As to Counts One, Two, Eight, Nine and Thirteen, the law provides for a maximum total sentence of not more than five years in prison, a fine of $250,000 or both. Counts Three through Seven, and Ten through Twelve each carry a maximum possible sentence of twenty years in prison, a fine of $250,000 or both. Finally, Counts Fourteen and Fifteen each carry a maximum possible sentence of ten years in prison, a fine of $250,000 or both. Under the Federal Sentencing Guidelines, the actual sentence imposed would be based upon the seriousness of the offenses and the prior criminal history, if any, of the defendants.
Assistant United States Attorneys, Robert S. Cessar, Karen Gal-Or and Nicole A. Stockey are prosecuting this case on behalf of the government.

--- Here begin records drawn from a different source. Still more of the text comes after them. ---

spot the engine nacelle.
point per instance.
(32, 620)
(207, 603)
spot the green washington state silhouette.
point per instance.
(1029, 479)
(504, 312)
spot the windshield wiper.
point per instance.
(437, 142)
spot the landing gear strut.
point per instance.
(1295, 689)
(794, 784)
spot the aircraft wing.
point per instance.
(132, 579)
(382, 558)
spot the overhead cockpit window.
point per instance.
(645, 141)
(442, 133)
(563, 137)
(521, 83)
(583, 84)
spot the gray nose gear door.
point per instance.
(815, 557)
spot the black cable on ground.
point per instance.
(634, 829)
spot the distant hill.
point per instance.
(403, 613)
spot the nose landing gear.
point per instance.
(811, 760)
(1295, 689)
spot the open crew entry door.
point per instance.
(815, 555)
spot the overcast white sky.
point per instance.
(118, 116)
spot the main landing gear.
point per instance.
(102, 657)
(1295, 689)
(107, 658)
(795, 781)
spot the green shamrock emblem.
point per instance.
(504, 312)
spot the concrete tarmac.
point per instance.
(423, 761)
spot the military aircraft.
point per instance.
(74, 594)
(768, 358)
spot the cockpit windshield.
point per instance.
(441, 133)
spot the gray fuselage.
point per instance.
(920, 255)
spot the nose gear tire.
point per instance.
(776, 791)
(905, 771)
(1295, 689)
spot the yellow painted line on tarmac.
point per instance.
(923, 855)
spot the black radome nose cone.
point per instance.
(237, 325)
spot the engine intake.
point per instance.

The Federal Bureau of Investigation, the U.S. Department of Health & Human Services – Office of Inspector General, the Pennsylvania Office of Attorney General, and the Internal Revenue Service – Criminal Investigation conducted the investigation leading the Superseding Indictment in this case.
An Indictment is an accusation. A defendant is presumed innocent unless and until proven guilty.”
[NOTE: I’ve bolded and underlined the penalties for such fraud above to emphasize the seriousness of such offenses.]